Ogun State Governor Dapo Abiodun stepped away from festivity on Friday to address a crisis that has cast a long and heavy shadow over the nation.
Speaking before a crowd of dignitaries, traditional rulers and jubilant revellers at the annual Ojude Oba Festival in Ijebu-Ode, Governor Abiodun took the podium to reassure a worried public that President Bola Tinubu remains fully engaged in efforts to secure the release of schoolchildren and other Nigerians abducted by bandits across the country.
“Be assured that our President and Commander-in-Chief, Bola Tinubu, is working assiduously to ensure that he brings all these children back home safely to their families,” the governor declared, his words a stark contrast to the celebratory atmosphere of the festival grounds.
The Ojude Oba Festival, a centuries-old tradition of the Ijebu people held in honour of the Awujale of Ijebuland, typically draws thousands of attendees in elaborate displays of horsemanship, cultural pride and communal joy.
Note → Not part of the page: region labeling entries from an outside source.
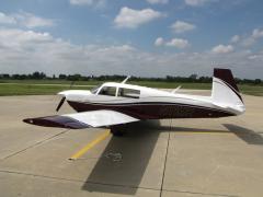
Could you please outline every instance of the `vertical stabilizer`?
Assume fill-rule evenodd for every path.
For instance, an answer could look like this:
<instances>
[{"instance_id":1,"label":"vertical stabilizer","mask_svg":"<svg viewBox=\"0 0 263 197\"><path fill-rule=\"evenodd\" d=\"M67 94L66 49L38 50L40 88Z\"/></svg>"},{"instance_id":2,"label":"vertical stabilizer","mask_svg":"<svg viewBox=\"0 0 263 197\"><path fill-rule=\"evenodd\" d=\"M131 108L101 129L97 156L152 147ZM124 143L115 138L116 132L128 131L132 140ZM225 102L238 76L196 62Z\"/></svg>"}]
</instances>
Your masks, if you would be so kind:
<instances>
[{"instance_id":1,"label":"vertical stabilizer","mask_svg":"<svg viewBox=\"0 0 263 197\"><path fill-rule=\"evenodd\" d=\"M221 107L232 108L238 114L244 112L244 104L232 72L229 69L214 69L211 101Z\"/></svg>"}]
</instances>

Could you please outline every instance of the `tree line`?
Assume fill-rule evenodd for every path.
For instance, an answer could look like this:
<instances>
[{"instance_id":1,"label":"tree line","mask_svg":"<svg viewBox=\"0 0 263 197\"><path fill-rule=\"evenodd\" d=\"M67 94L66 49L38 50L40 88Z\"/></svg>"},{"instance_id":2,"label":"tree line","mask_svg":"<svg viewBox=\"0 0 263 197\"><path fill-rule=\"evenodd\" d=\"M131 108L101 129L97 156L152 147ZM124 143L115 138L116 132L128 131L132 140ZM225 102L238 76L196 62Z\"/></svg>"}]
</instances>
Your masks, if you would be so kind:
<instances>
[{"instance_id":1,"label":"tree line","mask_svg":"<svg viewBox=\"0 0 263 197\"><path fill-rule=\"evenodd\" d=\"M67 81L122 81L126 76L81 76L81 74L58 74L53 77L46 76L44 72L33 72L28 74L0 74L0 80L67 80ZM133 81L159 81L159 82L181 82L181 83L210 83L211 77L198 77L197 74L191 74L190 77L174 77L167 76L165 78L141 78L132 77ZM238 84L261 84L263 81L261 79L239 79L236 78Z\"/></svg>"}]
</instances>

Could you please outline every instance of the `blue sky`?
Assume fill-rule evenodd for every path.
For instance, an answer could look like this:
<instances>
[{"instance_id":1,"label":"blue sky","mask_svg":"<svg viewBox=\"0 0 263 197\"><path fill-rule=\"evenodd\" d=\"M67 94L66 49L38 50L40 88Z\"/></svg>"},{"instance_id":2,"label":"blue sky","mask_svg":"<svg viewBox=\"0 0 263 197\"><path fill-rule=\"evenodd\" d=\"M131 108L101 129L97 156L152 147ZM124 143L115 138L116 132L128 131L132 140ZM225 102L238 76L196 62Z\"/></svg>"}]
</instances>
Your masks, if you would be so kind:
<instances>
[{"instance_id":1,"label":"blue sky","mask_svg":"<svg viewBox=\"0 0 263 197\"><path fill-rule=\"evenodd\" d=\"M260 0L0 2L0 73L263 78Z\"/></svg>"}]
</instances>

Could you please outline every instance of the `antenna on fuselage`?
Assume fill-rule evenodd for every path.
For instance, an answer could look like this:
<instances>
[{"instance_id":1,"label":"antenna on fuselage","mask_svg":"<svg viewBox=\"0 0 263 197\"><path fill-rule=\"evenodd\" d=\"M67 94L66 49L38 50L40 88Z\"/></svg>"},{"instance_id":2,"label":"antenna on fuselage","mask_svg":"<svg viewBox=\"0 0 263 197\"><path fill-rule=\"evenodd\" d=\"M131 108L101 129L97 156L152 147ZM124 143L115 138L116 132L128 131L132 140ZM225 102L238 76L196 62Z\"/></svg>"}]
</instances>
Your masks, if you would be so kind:
<instances>
[{"instance_id":1,"label":"antenna on fuselage","mask_svg":"<svg viewBox=\"0 0 263 197\"><path fill-rule=\"evenodd\" d=\"M125 80L123 80L122 83L126 83L126 81L128 81L129 78L130 76L127 76L127 78L125 78Z\"/></svg>"}]
</instances>

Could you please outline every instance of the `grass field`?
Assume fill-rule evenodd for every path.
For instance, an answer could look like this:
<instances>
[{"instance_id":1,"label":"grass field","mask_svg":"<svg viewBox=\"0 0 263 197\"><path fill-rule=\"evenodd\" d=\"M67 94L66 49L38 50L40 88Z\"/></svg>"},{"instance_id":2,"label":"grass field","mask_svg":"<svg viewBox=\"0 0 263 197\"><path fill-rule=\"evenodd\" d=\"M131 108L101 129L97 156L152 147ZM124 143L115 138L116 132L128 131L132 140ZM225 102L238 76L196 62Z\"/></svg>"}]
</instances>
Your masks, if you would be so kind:
<instances>
[{"instance_id":1,"label":"grass field","mask_svg":"<svg viewBox=\"0 0 263 197\"><path fill-rule=\"evenodd\" d=\"M62 90L90 90L92 86L103 83L102 81L77 81L70 88L70 81L64 80L5 80L0 81L0 95L39 95L39 94L56 94ZM209 90L210 83L172 83L172 82L155 82L155 81L140 81L133 82L133 84L139 84L150 88L159 89L175 89L179 85L182 89L196 89L196 90ZM262 85L239 85L240 91L243 94L263 96Z\"/></svg>"}]
</instances>

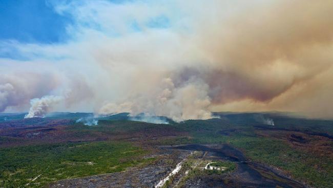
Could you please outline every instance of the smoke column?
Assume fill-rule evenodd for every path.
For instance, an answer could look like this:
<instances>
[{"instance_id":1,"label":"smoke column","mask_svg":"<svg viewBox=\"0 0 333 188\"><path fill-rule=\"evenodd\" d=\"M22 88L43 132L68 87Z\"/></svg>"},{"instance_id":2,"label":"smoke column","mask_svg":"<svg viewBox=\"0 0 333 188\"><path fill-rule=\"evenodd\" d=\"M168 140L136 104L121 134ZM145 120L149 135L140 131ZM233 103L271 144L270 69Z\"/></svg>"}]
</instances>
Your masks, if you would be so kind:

But this year, the governor’s address ensured that national pain was not lost in the revelry.
Abiodun called on those present to pause and remember the victims of what has become a worsening security emergency. “Let me use this occasion to ask us to remember and pray today for all those who have lost their lives and all those who have fallen victim to banditry across the length and breadth of our country,” he urged solemnly.
He made particular reference to a recent attack in Ogbomoso, Oyo State, expressing the government’s sympathies with survivors and the families of victims. “Our hearts, our thoughts and our prayers are with all of you, particularly those affected by the incident that happened days ago in Ogbomoso,” he said.
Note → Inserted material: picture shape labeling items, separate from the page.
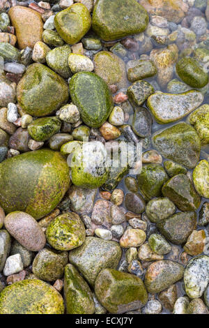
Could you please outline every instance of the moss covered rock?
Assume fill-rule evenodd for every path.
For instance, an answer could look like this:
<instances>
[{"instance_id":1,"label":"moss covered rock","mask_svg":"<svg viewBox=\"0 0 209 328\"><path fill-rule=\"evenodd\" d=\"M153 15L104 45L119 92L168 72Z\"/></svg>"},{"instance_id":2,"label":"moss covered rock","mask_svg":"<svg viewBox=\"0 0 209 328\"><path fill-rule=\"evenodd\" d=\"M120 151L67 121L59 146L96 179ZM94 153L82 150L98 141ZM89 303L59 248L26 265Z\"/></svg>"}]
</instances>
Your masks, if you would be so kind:
<instances>
[{"instance_id":1,"label":"moss covered rock","mask_svg":"<svg viewBox=\"0 0 209 328\"><path fill-rule=\"evenodd\" d=\"M208 83L208 74L194 58L183 57L176 64L178 76L193 88L203 88Z\"/></svg>"},{"instance_id":2,"label":"moss covered rock","mask_svg":"<svg viewBox=\"0 0 209 328\"><path fill-rule=\"evenodd\" d=\"M86 232L79 216L73 212L65 213L54 218L47 226L48 243L59 251L70 251L82 245Z\"/></svg>"},{"instance_id":3,"label":"moss covered rock","mask_svg":"<svg viewBox=\"0 0 209 328\"><path fill-rule=\"evenodd\" d=\"M145 9L134 0L100 0L94 7L92 27L105 41L143 32L148 23Z\"/></svg>"},{"instance_id":4,"label":"moss covered rock","mask_svg":"<svg viewBox=\"0 0 209 328\"><path fill-rule=\"evenodd\" d=\"M57 32L69 45L79 42L88 32L91 24L91 15L83 3L74 3L54 17Z\"/></svg>"},{"instance_id":5,"label":"moss covered rock","mask_svg":"<svg viewBox=\"0 0 209 328\"><path fill-rule=\"evenodd\" d=\"M113 100L104 81L93 73L80 72L70 81L72 100L88 126L100 128L113 109Z\"/></svg>"},{"instance_id":6,"label":"moss covered rock","mask_svg":"<svg viewBox=\"0 0 209 328\"><path fill-rule=\"evenodd\" d=\"M206 198L209 198L209 163L202 160L194 168L193 181L198 193Z\"/></svg>"},{"instance_id":7,"label":"moss covered rock","mask_svg":"<svg viewBox=\"0 0 209 328\"><path fill-rule=\"evenodd\" d=\"M104 269L95 284L96 297L111 313L124 313L144 306L148 295L140 278L134 274Z\"/></svg>"},{"instance_id":8,"label":"moss covered rock","mask_svg":"<svg viewBox=\"0 0 209 328\"><path fill-rule=\"evenodd\" d=\"M0 177L0 204L5 211L23 211L36 219L56 207L70 184L67 163L49 149L3 161Z\"/></svg>"},{"instance_id":9,"label":"moss covered rock","mask_svg":"<svg viewBox=\"0 0 209 328\"><path fill-rule=\"evenodd\" d=\"M66 265L64 281L67 314L93 313L95 306L93 294L73 265Z\"/></svg>"},{"instance_id":10,"label":"moss covered rock","mask_svg":"<svg viewBox=\"0 0 209 328\"><path fill-rule=\"evenodd\" d=\"M61 126L61 122L56 117L41 117L28 126L31 137L36 141L45 141L56 133Z\"/></svg>"},{"instance_id":11,"label":"moss covered rock","mask_svg":"<svg viewBox=\"0 0 209 328\"><path fill-rule=\"evenodd\" d=\"M63 276L68 260L68 252L42 248L33 260L33 273L38 279L45 281L59 279Z\"/></svg>"},{"instance_id":12,"label":"moss covered rock","mask_svg":"<svg viewBox=\"0 0 209 328\"><path fill-rule=\"evenodd\" d=\"M26 113L46 116L67 103L68 85L48 67L33 64L29 66L18 83L17 98Z\"/></svg>"},{"instance_id":13,"label":"moss covered rock","mask_svg":"<svg viewBox=\"0 0 209 328\"><path fill-rule=\"evenodd\" d=\"M185 174L177 174L164 184L162 192L181 211L194 211L201 204L190 179Z\"/></svg>"},{"instance_id":14,"label":"moss covered rock","mask_svg":"<svg viewBox=\"0 0 209 328\"><path fill-rule=\"evenodd\" d=\"M159 164L144 165L137 176L139 190L147 200L160 196L162 187L168 179L167 172Z\"/></svg>"},{"instance_id":15,"label":"moss covered rock","mask_svg":"<svg viewBox=\"0 0 209 328\"><path fill-rule=\"evenodd\" d=\"M38 279L24 280L6 287L0 294L0 314L63 314L61 295Z\"/></svg>"},{"instance_id":16,"label":"moss covered rock","mask_svg":"<svg viewBox=\"0 0 209 328\"><path fill-rule=\"evenodd\" d=\"M116 241L87 237L83 245L70 252L70 262L94 285L102 269L116 269L122 251Z\"/></svg>"},{"instance_id":17,"label":"moss covered rock","mask_svg":"<svg viewBox=\"0 0 209 328\"><path fill-rule=\"evenodd\" d=\"M180 94L156 92L150 96L147 105L155 120L160 124L174 122L196 110L204 96L196 90Z\"/></svg>"},{"instance_id":18,"label":"moss covered rock","mask_svg":"<svg viewBox=\"0 0 209 328\"><path fill-rule=\"evenodd\" d=\"M194 128L185 122L157 132L153 143L164 157L187 168L194 168L199 161L200 139Z\"/></svg>"}]
</instances>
The governor’s remarks come against the backdrop of an alarming surge in bandit attacks on schools and rural communities. In Oyo State, armed gunmen have launched raids on communities, with reports of pupils, teachers and local residents dragged from their homes and classrooms at gunpoint.
Further north, Borno State long a theatre of insurgent activity has continued to grapple with kidnappings that have robbed families of loved ones and left entire communities living in fear.
The pattern is a grim echo of what Nigeria has endured repeatedly over the past decade from the Chibok schoolgirls abducted by Boko Haram in 2014 to the countless mass abductions that have followed in the years since, many of which remain unresolved.
Critics argue that the persistence of such attacks signals a deeply rooted failure of security architecture that presidential assurances alone cannot paper over.
Governor Abiodun’s decision to amplify President Tinubu’s commitment to the crisis at a high-profile public event appears calculated an attempt to demonstrate that the Federal Government is not indifferent to the mounting anguish of ordinary Nigerians.
However, it is a message that the presidency will need to back with swift and visible action.
Public patience with government promises on insecurity has worn dangerously thin. Advocacy groups and opposition voices have continued to demand more than words, calling for a comprehensive and transparent security strategy, greater resource deployment to affected states, and direct communication from the presidency itself.
As families of the abducted await news of their loved ones, and as communities across Oyo and Borno remain on edge, the weight of the governor’s assurance rests firmly on what comes next, not merely what is said at a festival stage, but what unfolds in the field.
WHAT YOU SHOULD KNOW
Governor Abiodun’s address at the Ojude Oba Festival delivered a message of solidarity and hope, but sympathy and prayer offer little comfort to families still waiting for abducted children to walk through their doors. Nigeria has heard such promises before.
The real measure of this moment will not be found in festival speeches, but in whether President Tinubu deploys a concrete, visible and effective security response, one that finally breaks the cycle of mass abductions that has haunted the country for over a decade.